简体   繁体   English

Keras:可重现的结果CPU上的简单MLP

[英]Keras: Reproducible Results Simple MLP on CPU

I'm building and testing a simple MLP model, but am running into an issue with the Keras reproducibility for my results. 我正在构建和测试一个简单的MLP模型,但是我的结果遇到了Keras可重复性的问题。 I am trying to set up my neural network so that the prediction outputs won't change when I run the network. 我试图建立我的神经网络,以便在运行网络时预测输出不会改变。

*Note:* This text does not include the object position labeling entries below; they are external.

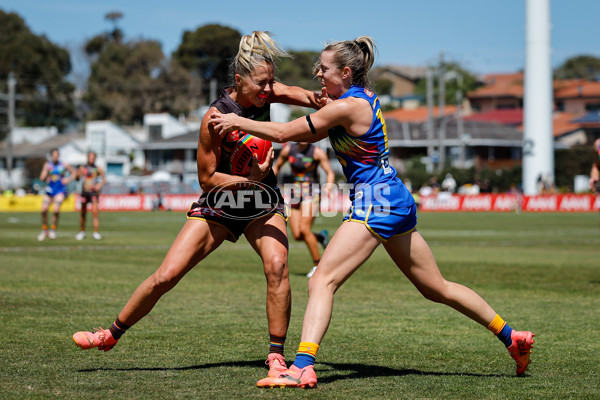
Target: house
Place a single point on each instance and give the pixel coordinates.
(576, 106)
(28, 158)
(403, 78)
(115, 147)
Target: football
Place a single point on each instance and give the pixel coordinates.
(246, 146)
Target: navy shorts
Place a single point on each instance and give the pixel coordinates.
(383, 211)
(235, 210)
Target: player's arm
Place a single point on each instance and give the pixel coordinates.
(283, 155)
(321, 156)
(209, 156)
(311, 128)
(44, 173)
(72, 174)
(296, 96)
(102, 182)
(594, 176)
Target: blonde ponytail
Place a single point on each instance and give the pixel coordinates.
(254, 50)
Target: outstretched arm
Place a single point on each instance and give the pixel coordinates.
(298, 96)
(283, 155)
(340, 112)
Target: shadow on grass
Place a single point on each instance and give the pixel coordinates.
(340, 371)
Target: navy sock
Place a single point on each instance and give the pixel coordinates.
(304, 360)
(504, 335)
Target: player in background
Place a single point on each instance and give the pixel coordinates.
(304, 159)
(383, 210)
(595, 172)
(93, 180)
(57, 176)
(255, 88)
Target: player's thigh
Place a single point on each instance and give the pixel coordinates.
(268, 237)
(58, 200)
(95, 205)
(294, 221)
(46, 200)
(195, 241)
(351, 245)
(414, 258)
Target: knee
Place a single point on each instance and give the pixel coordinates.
(276, 267)
(298, 235)
(305, 231)
(162, 281)
(437, 294)
(319, 282)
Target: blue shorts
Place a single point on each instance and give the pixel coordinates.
(55, 191)
(384, 209)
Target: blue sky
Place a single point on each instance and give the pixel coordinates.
(484, 36)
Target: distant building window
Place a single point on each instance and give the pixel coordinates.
(592, 107)
(155, 132)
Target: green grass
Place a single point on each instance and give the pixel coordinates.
(208, 339)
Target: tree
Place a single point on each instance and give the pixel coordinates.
(40, 68)
(130, 79)
(206, 52)
(298, 70)
(580, 67)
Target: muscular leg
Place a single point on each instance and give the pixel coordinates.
(82, 216)
(294, 222)
(58, 199)
(195, 241)
(45, 205)
(338, 262)
(95, 212)
(269, 239)
(412, 255)
(306, 221)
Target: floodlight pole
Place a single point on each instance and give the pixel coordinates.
(441, 114)
(538, 140)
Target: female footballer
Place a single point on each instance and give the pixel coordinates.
(304, 159)
(208, 226)
(382, 212)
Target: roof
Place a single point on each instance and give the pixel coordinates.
(511, 116)
(593, 117)
(475, 133)
(408, 72)
(576, 88)
(563, 123)
(186, 141)
(511, 85)
(417, 114)
(500, 85)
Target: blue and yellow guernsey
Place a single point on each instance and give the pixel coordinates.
(56, 173)
(364, 159)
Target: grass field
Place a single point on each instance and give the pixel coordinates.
(208, 338)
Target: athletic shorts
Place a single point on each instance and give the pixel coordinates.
(304, 192)
(52, 192)
(236, 210)
(381, 211)
(87, 197)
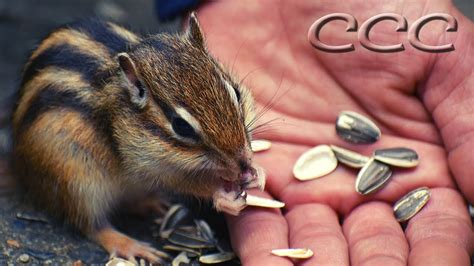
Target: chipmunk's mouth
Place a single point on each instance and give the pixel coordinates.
(239, 182)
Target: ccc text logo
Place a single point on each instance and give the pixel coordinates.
(363, 32)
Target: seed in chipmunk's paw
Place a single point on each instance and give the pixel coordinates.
(256, 201)
(316, 162)
(349, 158)
(356, 128)
(410, 204)
(400, 157)
(173, 217)
(216, 258)
(181, 258)
(119, 262)
(260, 145)
(295, 253)
(372, 177)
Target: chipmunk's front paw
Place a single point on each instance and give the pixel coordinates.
(256, 179)
(229, 202)
(120, 245)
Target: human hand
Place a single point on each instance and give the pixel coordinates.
(420, 100)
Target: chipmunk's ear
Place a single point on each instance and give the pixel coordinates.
(137, 91)
(194, 32)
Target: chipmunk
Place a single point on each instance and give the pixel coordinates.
(106, 117)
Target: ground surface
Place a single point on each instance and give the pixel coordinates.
(22, 24)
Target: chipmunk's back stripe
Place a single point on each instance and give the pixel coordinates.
(65, 56)
(79, 40)
(51, 98)
(48, 77)
(103, 33)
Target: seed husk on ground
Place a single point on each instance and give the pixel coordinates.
(295, 253)
(373, 176)
(356, 128)
(181, 248)
(173, 217)
(260, 145)
(189, 241)
(316, 162)
(400, 157)
(349, 158)
(217, 257)
(410, 204)
(263, 202)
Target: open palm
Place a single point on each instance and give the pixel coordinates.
(420, 100)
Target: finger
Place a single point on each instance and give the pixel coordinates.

I have already followed the Keras guide online as well as this post ( Reproducible results using Keras with TensorFlow backend ). 我已经在网上以及这篇帖子中遵循了Keras指南( 使用带有TensorFlow后端的Keras可重现结果 )。 I am running Keras on my local machine with Tensorflow backend and the following versions: 我在具有Tensorflow后端和以下版本的本地计算机上运行Keras:

tensorflow 2.0.0-alpha0, keras 2.2.4-tf, numpy 1.16.0 tensorflow 2.0.0-alpha0,keras 2.2.4-tf,numpy 1.16.0

import os  
os.environ['PYTHONHASHSEED']=str(0)

import random
random.seed(0)

from numpy.random import seed
seed(1)
import tensorflow as tf
tf.compat.v1.set_random_seed(2)

from keras import backend as K
session_conf = tf.compat.v1.ConfigProto(intra_op_parallelism_threads=1, inter_op_parallelism_threads=1)
sess = tf.compat.v1.Session(graph=tf.compat.v1.get_default_graph(), config=session_conf)
K.set_session(sess)

import numpy as np
from tensorflow.python.keras.layers import Dropout, BatchNormalization
from tensorflow.python.keras.optimizers import Adam
from galileo.time_series.machine_learning.classifiers import Machine_Learning_Classifier_Base
from galileo.util.time_util import TimerContextManager


class Machine_Learning_Classifier_Keras(object):    
    @classmethod
    def _get_classifier(cls, n_input_features=None, **params):
        KerasClassifier = tf.keras.wrappers.scikit_learn.KerasClassifier
        Dense = tf.keras.layers.Dense
        Sequential = tf.keras.models.Sequential

        sk_params = {"epochs": 200, "batch_size": 128, "shuffle": False}

        def create_model(optimizer='adam', init='he_normal'):
            # create model
            model = Sequential()
            model.add(BatchNormalization())
            model.add(Dropout(0.2))
            model.add(Dense(500, input_dim=4, kernel_initializer=init, activation='relu'))
            model.add(BatchNormalization())
            model.add(Dropout(0.2))
            model.add(Dense(250, kernel_initializer=init, activation='relu'))
            model.add(BatchNormalization())
            model.add(Dropout(0.2))
            model.add(Dense(500, kernel_initializer=init, activation='relu'))
            model.add(Dense(1, kernel_initializer=init, activation='sigmoid'))
            # Compile model
            model.compile(loss='binary_crossentropy', optimizer=Adam(lr=3e-3, decay=0.85), metrics=['accuracy'])
            return model

        return KerasClassifier(build_fn=create_model, **sk_params)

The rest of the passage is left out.